新日本プロレス17日郡山大会「NEW JAPAN CUP(NJC)」準決勝で、海野翔太(27)が鷹木信悟(42)を撃破し決勝戦(20日、長岡)に進出した。

 決勝のイスをかけた両者の一戦は、互いに譲らない一進一退の攻防が続いた。鷹木のMADE IN JAPANを浴びた海野はタカギドライバー98でマットに突き刺される。さらには強烈なパンピングボンバーを決められるが、ラスト・オブ・ザ・ドラゴンは許さない。

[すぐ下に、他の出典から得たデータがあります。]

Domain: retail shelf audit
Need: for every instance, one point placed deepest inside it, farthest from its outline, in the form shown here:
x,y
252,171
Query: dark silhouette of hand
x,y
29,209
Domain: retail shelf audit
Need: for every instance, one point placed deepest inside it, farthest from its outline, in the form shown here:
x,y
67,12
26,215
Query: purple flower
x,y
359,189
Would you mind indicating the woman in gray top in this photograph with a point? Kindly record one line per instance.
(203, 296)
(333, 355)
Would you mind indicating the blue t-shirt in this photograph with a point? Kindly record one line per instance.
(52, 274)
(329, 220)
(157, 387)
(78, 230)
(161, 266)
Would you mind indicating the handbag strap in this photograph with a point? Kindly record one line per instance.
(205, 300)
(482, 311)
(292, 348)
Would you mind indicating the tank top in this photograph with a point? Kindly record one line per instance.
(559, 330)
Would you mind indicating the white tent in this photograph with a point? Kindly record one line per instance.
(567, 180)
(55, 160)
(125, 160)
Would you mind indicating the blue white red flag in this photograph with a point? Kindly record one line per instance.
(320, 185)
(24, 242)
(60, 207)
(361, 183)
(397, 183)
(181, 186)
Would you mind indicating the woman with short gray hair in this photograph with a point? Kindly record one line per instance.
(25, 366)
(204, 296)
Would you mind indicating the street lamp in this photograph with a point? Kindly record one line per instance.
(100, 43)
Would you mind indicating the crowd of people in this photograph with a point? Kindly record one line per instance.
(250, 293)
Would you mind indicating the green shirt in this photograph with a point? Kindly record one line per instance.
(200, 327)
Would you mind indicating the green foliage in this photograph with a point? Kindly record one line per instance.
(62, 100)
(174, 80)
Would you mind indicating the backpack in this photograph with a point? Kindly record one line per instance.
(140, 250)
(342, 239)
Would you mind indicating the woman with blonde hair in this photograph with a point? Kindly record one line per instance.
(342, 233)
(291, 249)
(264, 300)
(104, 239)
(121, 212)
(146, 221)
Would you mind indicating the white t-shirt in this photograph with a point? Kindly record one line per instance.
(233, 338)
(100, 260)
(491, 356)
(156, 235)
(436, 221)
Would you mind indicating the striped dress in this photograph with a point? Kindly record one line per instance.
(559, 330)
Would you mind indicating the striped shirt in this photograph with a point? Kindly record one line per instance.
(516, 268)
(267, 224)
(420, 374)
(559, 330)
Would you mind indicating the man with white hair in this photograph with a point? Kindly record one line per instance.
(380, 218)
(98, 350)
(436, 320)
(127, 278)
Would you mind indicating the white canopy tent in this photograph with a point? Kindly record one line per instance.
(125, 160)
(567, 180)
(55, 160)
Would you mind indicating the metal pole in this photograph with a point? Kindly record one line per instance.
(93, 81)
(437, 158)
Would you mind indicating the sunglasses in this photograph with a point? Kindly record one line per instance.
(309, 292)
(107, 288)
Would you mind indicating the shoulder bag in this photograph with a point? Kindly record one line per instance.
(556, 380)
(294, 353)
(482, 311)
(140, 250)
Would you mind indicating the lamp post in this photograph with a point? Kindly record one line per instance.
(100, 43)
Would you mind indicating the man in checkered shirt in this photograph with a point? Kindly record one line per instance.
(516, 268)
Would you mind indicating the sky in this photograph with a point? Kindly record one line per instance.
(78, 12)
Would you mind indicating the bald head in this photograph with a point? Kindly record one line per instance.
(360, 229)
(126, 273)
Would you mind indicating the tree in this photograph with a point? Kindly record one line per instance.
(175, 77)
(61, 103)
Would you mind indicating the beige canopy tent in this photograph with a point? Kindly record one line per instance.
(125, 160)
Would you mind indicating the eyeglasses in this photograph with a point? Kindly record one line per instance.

 ドロップキックで反撃に転じた海野は、Secоnd Chapter(変型フィッシャーマンズバスター)を阻止されると変型ドライバーで再び窮地に陥る。それでも互いに十分な助走をつけてのラリアートの相打ちに打ち勝つと、強烈なラリアートで形勢逆転に成功する。最後はランニングニーアタックからSecоnd Chapterをさく裂させて3カウントを奪った。

 大ブーイングにさらされた1月4日東京ドーム大会でIWGP世界ヘビー級王者のザック・セイバーJr.に敗れ、2月大阪大会ではグレート―O―カーンにも敗北。屈辱にまみれた海野は自らバリカンで頭を刈り上げると、NJCからは入場、コスチューム、必殺技すべてを一新して生まれ変わった。

試合後、デビッド・フィンレー(右)とにらみ合う海野
試合後、デビッド・フィンレー(右)とにらみ合う海野

 決勝戦では「バレットクラブ・ウォー・ドッグス」リーダーのデビッド・フィンレーと激突する。一度は無言で退場したものの、試合後のリング上を占拠したフィンレーと外道から「小僧、オメエが何に悩んでようが知ったこっちゃねえだよ。どんだけ腹が据わってんのか聞いてやるから戻ってこい」と挑発を受け再びリングイン。今シリーズ一度も言葉を発してこなかった男はマイクを握ると「必ずお前をぶっ倒してやる」と沈黙を破って宣戦布告した。

 再起をかけたNJCでついに初優勝に王手。新生・海野が早々に完全復活を果たすのか、注目だ。